Human Rights Watch on Friday accused Israeli forces operating outside US-backed aid centres in war-torn Gaza of routinely killing Palestinian civilians seeking food, as well as using starvation as a weapon of war.
“US-backed Israeli forces and private contractors have put in place a flawed, militarised aid distribution system that has turned aid distributions into regular bloodbaths,” said Belkis Wille, associate crisis and conflict director at Human Rights Watch.
After nearly 22 months of war in Gaza between Israeli forces and the militant group Hamas, the Palestinian territory is slipping into famine and civilians are starving to death, according to a UN-mandated expert report.
Israel and the United States have backed a private aid operation run by the Gaza Humanitarian Foundation (GHF) at four sites inside Gaza, protected by US military contractors and the Israeli army.
GHF launched its operations in late May, sidelining the longstanding UN-led humanitarian system just as Israel was beginning to ease a more than two-month aid blockade that led to dire shortages of food and other essentials.
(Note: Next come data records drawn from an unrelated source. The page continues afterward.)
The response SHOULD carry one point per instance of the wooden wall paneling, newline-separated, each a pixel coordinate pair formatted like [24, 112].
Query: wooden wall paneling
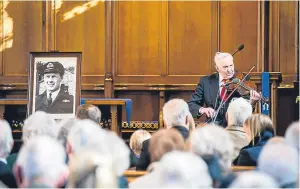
[239, 24]
[274, 36]
[22, 33]
[108, 80]
[283, 55]
[80, 27]
[145, 105]
[288, 40]
[48, 24]
[190, 38]
[140, 39]
[162, 101]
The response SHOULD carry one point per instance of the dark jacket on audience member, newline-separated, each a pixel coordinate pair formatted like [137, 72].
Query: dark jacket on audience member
[249, 154]
[144, 159]
[6, 176]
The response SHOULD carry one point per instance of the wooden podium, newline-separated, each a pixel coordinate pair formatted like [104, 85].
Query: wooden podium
[115, 110]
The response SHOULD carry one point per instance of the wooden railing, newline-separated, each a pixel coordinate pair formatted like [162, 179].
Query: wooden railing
[132, 174]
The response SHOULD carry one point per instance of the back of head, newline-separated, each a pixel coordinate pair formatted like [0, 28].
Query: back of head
[6, 139]
[83, 133]
[136, 140]
[175, 113]
[41, 158]
[109, 144]
[280, 161]
[220, 56]
[213, 140]
[64, 129]
[164, 141]
[292, 134]
[252, 179]
[88, 111]
[259, 123]
[39, 123]
[182, 169]
[89, 169]
[238, 111]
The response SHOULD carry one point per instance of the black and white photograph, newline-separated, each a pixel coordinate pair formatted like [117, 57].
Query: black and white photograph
[55, 84]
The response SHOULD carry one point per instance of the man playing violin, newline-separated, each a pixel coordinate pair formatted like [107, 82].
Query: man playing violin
[211, 91]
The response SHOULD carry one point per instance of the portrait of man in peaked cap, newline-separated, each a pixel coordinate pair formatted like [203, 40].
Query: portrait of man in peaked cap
[54, 83]
[55, 99]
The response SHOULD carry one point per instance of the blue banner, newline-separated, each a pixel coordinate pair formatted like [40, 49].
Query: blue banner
[265, 87]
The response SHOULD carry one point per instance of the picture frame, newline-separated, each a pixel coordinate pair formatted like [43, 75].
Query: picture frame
[54, 83]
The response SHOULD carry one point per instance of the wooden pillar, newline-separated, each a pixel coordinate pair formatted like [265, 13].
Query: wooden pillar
[274, 99]
[162, 100]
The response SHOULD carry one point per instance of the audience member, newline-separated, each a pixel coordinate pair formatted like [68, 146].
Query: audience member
[175, 116]
[280, 161]
[89, 169]
[259, 129]
[238, 111]
[162, 142]
[213, 144]
[89, 111]
[6, 144]
[292, 134]
[253, 179]
[86, 134]
[136, 140]
[176, 170]
[41, 163]
[64, 128]
[37, 124]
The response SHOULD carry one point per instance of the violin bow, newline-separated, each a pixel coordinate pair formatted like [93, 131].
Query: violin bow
[231, 93]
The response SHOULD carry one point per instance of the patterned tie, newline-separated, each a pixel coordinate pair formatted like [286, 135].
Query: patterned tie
[223, 94]
[49, 99]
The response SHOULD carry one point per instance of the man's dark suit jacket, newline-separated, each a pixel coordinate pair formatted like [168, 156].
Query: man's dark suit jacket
[249, 154]
[144, 160]
[6, 176]
[62, 104]
[207, 92]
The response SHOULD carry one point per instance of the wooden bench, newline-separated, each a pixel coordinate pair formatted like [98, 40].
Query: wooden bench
[132, 174]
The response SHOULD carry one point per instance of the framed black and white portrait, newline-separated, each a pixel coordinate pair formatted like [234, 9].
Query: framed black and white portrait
[54, 83]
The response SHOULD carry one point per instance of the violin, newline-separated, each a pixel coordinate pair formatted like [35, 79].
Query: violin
[242, 87]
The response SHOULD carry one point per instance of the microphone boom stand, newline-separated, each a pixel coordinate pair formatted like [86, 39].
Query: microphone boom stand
[231, 93]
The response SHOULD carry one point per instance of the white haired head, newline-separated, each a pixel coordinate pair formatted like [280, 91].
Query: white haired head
[238, 111]
[182, 169]
[41, 159]
[252, 179]
[220, 56]
[112, 145]
[224, 65]
[64, 128]
[292, 135]
[86, 134]
[213, 140]
[89, 169]
[280, 161]
[39, 123]
[6, 139]
[175, 113]
[81, 134]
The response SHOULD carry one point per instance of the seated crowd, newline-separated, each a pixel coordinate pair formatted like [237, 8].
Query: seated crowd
[78, 153]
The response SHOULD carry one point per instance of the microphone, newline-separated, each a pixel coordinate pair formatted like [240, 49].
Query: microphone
[234, 81]
[241, 47]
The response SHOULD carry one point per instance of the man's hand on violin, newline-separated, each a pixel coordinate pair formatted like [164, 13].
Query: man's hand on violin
[208, 111]
[254, 97]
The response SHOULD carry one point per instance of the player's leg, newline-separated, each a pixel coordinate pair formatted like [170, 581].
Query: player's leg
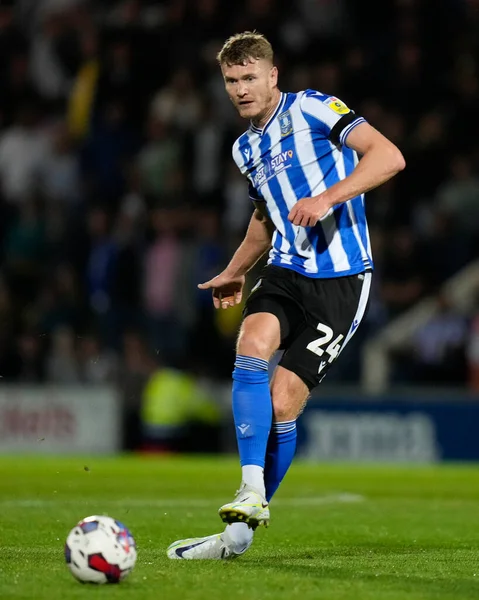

Since then, witnesses, the civil defence agency and AFP correspondents inside Gaza have reported frequent incidents in which Israeli troops have opened fire on crowds of desperate Palestinian civilians approaching GHF centres seeking food.
At least 859 Palestinians were killed while attempting to obtain aid at GHF sites between May 27 and July 31 — most by the Israeli military — according to the UN Office of the High Commissioner for Human Rights.
“Israeli forces are not only deliberately starving Palestinian civilians, but they are now gunning them down almost every day as they desperately seek food for their families,” HRW’s Wille said in a statement.
The Israeli military did not immediately respond to AFP’s request for comment on the HRW report.
It has previously insisted that its forces do not target unarmed civilians and strive to avoid accidental casualties.
US President Donald Trump’s Middle East envoy Steve Witkoff was expected in Gaza on Friday to inspect at least one GHF food distribution site, as international pressure mounts for a durable humanitarian response to the hunger crisis.